苏嬷嬷的目光落在他沾着墨渍的手背上,那手背上还有一道浅浅的疤痕,是当年流浪时留下的,“礼仪不是死规矩,是待人的真心。你肯学,肯改,这就够了。你虽出身市井,却也有着对世人真正的感怀,你要记住规矩是死的,人是活的,当你有了一定的力量,你也可以是规矩。
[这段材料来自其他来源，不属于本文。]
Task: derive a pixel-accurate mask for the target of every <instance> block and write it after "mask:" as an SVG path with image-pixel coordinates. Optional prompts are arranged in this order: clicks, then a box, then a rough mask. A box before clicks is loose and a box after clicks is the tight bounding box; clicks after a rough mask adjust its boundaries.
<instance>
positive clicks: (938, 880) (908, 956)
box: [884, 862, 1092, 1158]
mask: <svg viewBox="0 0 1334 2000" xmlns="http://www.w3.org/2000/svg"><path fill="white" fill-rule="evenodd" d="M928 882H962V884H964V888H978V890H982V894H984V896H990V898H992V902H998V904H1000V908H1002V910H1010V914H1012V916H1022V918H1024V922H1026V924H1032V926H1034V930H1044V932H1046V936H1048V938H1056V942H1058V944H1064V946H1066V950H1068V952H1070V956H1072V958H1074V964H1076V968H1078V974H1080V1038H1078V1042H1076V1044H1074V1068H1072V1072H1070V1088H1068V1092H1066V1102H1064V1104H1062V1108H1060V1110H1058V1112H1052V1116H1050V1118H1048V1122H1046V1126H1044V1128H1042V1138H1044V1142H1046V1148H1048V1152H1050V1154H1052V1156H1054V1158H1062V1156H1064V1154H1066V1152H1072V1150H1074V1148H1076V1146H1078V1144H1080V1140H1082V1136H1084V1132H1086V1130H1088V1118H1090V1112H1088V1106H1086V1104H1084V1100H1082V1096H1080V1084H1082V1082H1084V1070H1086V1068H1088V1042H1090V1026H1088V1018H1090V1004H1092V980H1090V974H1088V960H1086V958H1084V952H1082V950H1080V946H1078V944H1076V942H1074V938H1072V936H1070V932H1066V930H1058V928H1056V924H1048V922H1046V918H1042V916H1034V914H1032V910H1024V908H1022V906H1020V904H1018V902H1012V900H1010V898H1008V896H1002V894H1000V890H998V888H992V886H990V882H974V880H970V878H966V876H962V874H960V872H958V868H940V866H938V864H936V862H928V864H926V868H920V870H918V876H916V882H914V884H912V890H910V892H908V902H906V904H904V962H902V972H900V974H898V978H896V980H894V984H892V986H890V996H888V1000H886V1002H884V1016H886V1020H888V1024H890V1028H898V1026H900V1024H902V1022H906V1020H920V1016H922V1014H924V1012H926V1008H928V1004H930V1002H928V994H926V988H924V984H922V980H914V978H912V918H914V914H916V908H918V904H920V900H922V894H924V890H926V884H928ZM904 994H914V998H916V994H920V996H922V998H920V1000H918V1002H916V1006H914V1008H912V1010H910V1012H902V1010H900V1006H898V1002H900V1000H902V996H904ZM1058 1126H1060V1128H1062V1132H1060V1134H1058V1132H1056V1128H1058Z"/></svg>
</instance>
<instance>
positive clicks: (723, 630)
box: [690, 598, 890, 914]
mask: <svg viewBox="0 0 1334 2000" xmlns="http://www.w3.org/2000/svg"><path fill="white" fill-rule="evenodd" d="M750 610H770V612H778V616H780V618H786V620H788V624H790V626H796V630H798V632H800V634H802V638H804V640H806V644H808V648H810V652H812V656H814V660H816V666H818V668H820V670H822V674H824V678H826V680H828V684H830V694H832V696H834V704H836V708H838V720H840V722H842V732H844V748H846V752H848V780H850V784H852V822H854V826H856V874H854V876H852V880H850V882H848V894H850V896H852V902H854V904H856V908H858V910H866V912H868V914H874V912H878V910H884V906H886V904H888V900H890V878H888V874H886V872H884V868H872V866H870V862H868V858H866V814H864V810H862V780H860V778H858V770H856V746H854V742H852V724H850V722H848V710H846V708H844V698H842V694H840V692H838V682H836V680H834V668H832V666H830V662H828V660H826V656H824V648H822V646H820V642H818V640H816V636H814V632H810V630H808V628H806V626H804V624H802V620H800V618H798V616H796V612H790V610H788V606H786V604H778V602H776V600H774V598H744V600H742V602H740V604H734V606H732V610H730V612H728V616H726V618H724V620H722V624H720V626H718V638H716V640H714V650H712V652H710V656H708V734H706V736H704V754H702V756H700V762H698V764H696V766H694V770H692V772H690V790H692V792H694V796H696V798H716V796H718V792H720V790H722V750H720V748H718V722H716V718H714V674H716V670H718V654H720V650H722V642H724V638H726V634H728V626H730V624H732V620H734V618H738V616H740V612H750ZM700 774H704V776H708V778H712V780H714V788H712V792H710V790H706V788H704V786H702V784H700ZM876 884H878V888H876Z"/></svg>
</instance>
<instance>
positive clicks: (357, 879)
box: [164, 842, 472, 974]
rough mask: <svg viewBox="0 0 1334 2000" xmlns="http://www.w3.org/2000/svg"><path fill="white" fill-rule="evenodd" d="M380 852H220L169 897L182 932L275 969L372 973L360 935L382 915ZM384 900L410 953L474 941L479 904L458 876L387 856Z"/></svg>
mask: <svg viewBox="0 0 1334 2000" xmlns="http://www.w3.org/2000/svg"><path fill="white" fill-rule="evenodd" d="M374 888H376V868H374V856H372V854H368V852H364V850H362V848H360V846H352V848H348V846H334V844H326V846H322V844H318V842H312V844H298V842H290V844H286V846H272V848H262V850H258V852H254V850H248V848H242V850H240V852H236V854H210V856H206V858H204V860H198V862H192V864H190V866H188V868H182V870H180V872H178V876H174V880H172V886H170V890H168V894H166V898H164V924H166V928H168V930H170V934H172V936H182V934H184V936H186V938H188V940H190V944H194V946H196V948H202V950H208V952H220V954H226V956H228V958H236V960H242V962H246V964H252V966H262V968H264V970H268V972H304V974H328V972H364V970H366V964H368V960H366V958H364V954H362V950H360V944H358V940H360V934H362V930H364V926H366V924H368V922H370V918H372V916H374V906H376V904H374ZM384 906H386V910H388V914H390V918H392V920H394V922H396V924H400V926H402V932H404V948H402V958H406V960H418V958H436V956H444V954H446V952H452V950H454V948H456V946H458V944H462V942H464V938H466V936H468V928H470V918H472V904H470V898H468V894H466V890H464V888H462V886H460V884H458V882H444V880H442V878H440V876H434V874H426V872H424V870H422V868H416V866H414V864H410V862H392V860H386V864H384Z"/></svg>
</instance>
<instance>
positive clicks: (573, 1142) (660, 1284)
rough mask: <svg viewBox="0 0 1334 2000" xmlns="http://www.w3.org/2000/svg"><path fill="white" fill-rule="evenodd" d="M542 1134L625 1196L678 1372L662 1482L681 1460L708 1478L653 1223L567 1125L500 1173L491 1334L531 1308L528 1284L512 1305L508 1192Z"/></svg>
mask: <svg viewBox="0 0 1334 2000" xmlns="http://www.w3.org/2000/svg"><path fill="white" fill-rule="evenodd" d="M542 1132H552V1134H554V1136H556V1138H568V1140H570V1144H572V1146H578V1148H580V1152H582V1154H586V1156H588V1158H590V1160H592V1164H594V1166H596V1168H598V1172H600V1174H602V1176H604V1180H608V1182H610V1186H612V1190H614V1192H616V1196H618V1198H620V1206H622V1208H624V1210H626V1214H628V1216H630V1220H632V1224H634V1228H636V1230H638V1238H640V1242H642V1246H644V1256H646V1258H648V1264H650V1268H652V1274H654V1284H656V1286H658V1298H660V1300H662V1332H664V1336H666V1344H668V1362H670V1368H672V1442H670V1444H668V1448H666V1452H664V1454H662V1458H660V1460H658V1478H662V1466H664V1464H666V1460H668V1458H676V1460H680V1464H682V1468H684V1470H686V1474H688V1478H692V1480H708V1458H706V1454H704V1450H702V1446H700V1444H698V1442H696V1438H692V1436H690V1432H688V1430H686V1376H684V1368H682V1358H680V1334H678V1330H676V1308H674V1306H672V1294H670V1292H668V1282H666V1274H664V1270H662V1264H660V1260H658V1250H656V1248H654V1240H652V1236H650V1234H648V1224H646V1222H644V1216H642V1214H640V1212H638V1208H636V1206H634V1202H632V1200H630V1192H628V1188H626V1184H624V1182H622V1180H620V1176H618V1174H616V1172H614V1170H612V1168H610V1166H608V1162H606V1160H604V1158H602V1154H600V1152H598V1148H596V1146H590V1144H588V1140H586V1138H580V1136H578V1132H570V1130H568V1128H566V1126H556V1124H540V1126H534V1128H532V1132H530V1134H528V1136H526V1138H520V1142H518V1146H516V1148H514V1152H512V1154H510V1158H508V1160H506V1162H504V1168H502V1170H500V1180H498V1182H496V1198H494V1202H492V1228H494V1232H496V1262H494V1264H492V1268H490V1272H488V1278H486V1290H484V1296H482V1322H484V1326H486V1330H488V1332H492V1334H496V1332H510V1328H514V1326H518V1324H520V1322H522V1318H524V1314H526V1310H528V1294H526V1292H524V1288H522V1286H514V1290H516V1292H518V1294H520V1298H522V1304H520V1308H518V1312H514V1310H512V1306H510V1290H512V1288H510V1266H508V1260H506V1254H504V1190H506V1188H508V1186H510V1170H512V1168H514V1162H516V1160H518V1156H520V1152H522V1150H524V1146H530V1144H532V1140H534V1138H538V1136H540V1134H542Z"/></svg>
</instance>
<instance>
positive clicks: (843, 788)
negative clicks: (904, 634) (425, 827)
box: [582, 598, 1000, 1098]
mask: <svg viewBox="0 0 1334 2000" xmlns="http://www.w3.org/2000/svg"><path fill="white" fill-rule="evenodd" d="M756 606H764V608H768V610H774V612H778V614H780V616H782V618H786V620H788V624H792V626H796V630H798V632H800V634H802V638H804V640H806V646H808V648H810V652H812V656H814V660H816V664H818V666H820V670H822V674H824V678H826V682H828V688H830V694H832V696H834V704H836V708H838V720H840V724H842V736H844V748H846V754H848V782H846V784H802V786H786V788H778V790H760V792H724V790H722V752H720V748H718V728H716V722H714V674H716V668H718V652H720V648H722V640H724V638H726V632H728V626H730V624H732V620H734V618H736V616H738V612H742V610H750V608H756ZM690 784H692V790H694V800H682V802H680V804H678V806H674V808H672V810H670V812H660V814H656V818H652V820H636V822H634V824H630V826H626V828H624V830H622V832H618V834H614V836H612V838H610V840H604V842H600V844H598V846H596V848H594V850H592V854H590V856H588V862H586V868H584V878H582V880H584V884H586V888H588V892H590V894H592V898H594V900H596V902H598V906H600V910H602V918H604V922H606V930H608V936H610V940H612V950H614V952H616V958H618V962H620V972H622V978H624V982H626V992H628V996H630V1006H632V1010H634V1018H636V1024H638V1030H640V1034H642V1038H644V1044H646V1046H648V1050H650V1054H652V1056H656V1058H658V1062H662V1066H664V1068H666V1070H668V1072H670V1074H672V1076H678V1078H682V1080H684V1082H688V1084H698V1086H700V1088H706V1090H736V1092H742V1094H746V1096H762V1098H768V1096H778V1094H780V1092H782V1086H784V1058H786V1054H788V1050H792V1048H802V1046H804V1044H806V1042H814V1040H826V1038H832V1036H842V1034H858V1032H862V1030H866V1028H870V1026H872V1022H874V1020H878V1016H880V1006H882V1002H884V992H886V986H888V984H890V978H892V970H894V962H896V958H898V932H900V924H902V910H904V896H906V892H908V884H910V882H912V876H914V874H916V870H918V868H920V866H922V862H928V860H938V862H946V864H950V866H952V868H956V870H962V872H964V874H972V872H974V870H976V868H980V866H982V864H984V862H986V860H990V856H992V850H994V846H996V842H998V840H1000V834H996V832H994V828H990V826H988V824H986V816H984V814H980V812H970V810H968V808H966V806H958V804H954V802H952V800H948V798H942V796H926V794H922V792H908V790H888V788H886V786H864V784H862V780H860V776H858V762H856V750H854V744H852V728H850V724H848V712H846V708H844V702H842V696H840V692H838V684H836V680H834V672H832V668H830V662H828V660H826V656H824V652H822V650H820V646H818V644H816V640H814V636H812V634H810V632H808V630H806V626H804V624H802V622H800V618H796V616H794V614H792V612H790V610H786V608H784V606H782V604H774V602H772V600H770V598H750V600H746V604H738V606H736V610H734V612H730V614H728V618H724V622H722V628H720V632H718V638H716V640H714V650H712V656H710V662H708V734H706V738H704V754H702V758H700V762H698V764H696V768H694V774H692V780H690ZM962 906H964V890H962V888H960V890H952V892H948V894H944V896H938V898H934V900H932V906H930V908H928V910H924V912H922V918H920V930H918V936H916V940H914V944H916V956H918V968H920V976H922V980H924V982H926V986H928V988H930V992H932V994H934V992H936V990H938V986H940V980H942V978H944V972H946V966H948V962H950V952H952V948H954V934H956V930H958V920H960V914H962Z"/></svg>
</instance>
”
游昭珩似懂非懂地点点头,心里却忽然想起了老李,想起了李小一和李小二,想起了那个小酒吧里的烟火气。
嬷嬷又拿出一个玉瓶放在桌子上,“这个是回肤霜,可以消除以前的疤痕,今天你早点回去吧。”说完不等回应就转身离开。
游昭珩有点吃惊随后浅浅一笑,心里面有些暖,小声道“这老太婆…”
或许,游家的日子,也能像摘的草药一样,初时带着点苦,后来却能品出几分甜。